Here is a party in a parlour not quite so pleasant. Yet the room is beautiful, and the ladies and gentlemen who stand around the table playing ping-pong are well-dressed, and all look happy and gay. And here again she paused a minute, to gaze into a room in which were five or six fair-haired and pretty young children, each engaged in some parlour game, a big black cat right in the centre of the table, and a hobby-horse in one corner of the room—it was as good as a pantomime. Then came a great house with great windows, brilliantly lighted with flittering balls of electric lamps. It was a hotel dining-room, and those were the guests all sitting at the dozens of tables, looking like kings and queens. Waiters bringing silver trays glided hither and thither, and on the snow-white table-cloth lay silver and gold dishes, and sparkling glasses, and flowers of every hue. Peggy sighed again, but could not even yet say why she did so.

She turned and came slowly back. But she increased her speed when she came in sight of her own little cosy camp, the tent lit up and as white as linen, the lights streaming from the caravan windows. She sighed no longer.

One night, when everybody was out of the camp, save old Molly and herself, Peggy sat at the tent table. And Peggy felt very sad, for Kammie, her weird, old-world pet, had been ailing for weeks, and had got thinner and thinner, and colder and colder. He had taken no food, and when placed on the grass he hardly moved. Indeed, when laid on his side he scarcely cared to wriggle into a more comfortable position. He was on his little branch of wood, and had gone to sleep with one arm raised, which he did not seem to have the strength to take down again.

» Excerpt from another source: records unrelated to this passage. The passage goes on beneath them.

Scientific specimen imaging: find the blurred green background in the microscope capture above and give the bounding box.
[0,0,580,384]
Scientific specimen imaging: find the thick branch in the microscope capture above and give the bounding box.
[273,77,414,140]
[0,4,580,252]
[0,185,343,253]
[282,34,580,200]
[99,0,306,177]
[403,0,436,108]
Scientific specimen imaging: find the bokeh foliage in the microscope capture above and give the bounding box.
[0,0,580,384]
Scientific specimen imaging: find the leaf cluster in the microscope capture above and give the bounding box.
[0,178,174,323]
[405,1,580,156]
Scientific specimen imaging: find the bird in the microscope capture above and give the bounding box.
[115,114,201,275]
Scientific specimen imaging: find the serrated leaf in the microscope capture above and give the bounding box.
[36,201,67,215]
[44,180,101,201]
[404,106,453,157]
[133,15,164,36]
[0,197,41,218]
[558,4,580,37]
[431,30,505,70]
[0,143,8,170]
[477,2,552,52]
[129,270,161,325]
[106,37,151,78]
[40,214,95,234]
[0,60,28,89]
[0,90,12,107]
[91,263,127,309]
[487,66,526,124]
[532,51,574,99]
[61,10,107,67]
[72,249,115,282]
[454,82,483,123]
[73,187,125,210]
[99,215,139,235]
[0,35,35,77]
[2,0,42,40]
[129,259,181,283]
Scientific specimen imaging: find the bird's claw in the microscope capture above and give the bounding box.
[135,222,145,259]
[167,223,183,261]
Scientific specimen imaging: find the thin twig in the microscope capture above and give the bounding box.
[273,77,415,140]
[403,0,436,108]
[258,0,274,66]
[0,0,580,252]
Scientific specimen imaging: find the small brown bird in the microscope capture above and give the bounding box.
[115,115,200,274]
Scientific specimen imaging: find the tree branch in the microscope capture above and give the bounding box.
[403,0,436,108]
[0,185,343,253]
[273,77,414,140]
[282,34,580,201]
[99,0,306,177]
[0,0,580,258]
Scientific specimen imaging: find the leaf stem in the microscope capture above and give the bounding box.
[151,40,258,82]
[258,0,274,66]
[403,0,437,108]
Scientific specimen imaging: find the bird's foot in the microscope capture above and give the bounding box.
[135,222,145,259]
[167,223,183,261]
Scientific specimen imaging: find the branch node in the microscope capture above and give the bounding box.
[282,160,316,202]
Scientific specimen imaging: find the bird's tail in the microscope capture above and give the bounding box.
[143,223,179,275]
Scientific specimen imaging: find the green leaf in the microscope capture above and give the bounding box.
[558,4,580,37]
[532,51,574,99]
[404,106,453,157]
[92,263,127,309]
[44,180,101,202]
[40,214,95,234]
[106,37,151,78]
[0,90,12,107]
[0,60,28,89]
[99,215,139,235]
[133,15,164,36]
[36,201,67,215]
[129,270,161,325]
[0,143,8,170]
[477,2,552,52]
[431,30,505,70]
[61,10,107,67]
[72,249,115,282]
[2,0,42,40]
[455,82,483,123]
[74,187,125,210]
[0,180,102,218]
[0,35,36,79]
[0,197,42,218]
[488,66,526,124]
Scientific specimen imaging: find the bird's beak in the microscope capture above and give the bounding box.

Peggy had been sitting in the tent for hours watching him. She did not even want to play. Presently she got up, and, followed by Ralph, walked down the winding pathway that led from the sea-road and shingle to the camp. She leaned over the gate, and as she did so noticed a figure advancing. She was a little timid, but Ralph gave voice at once to a welcoming bay, and sprang forward to place two friendly paws on Johnnie’s shoulder.

“Oh, Johnnie,” she said, when he got close to her; “poor Kammie.”

“Not dead?”

“No; maybe not dead, but I’m sure he is going home.”

Then the innocent child began to sob and cry in her handkerchief.

Johnnie and she covered the cage up that night. They could not bear to see their favourite so very white and with so little colour in his tail.

Next morning the change came. Kammie was dead in reality now. The wonderful circular, brown, wrinkled eyelids that had always been a bonnie brown were black. The sides only of the body were jet black, every other part pale, white almost as snow, only about the gills a sunset glow of red. The tail was speckled yellow and gray.